I get it but it beats over $ 10K for an entry price if intercooler is included.


----------



## liquidsmoke (Nov 2, 2010)

I guess I'm used to cheap Nissan parts  I think I would just sort my own IC for that, get a 2nd hand one from something; only needs a mount and some pipework


----------



## JasonSC540ia (Aug 11, 2009)

Guys

Check this site out. I plan on doing a custom set-up as soon as I get back. Everything should be about $600.

http://www.frozenboost.com/index.php?osCsid=b5666617394497755c3b4e35655df8d7


----------



## franka (Jan 23, 2006)

A little nitrous spray would cool things down too, but you would have to add fuel in proportion to the NO2, not to mention the extra hp you would get.


----------



## franka (Jan 23, 2006)

JasonSC540ia said:


> Guys
> 
> Check this site out. I plan on doing a custom set-up as soon as I get back. Everything should be about $600.
> 
> http://www.frozenboost.com/index.php?osCsid=b5666617394497755c3b4e35655df8d7


It should be fun. Good luck


----------



## Marks63catalina (Oct 17, 2010)

There's another methanol injection company ouy there that's pretty popular with the turbo guys. It's called SNOW, but I don't remember the full name.

http://www.snowperformance.net/

Mark L


----------



## franka (Jan 23, 2006)

There are at least 10 mfgrs of injection systems out there , just Google it.

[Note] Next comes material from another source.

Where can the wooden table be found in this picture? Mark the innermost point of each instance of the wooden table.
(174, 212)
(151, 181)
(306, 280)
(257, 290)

I've been reading them and it comes down to two important aspects of a good system. A higher pressure pumper for the best atomization and therefore best cooling and a progressive boost controller that adds more alky/h2o as pressure rises.


----------



## franka (Jan 23, 2006)

Check out

http://www.coolingmist.com

They have all kinds of systems and/or components


----------



## Oldman M Coupe (Aug 2, 2009)

I have SC M coupe( 9 lbs boost) I added a meth kit 39% meth to water. Car is not tuned with kit but I do feel the difference when it sprays, cools charge and stops, if any, detonation. I also added a oil cooler in line to SC help keep it a little cooler. Sometimes there is really no room for a aftercooler as in my car, without it looking like a plumbers nitemare.


----------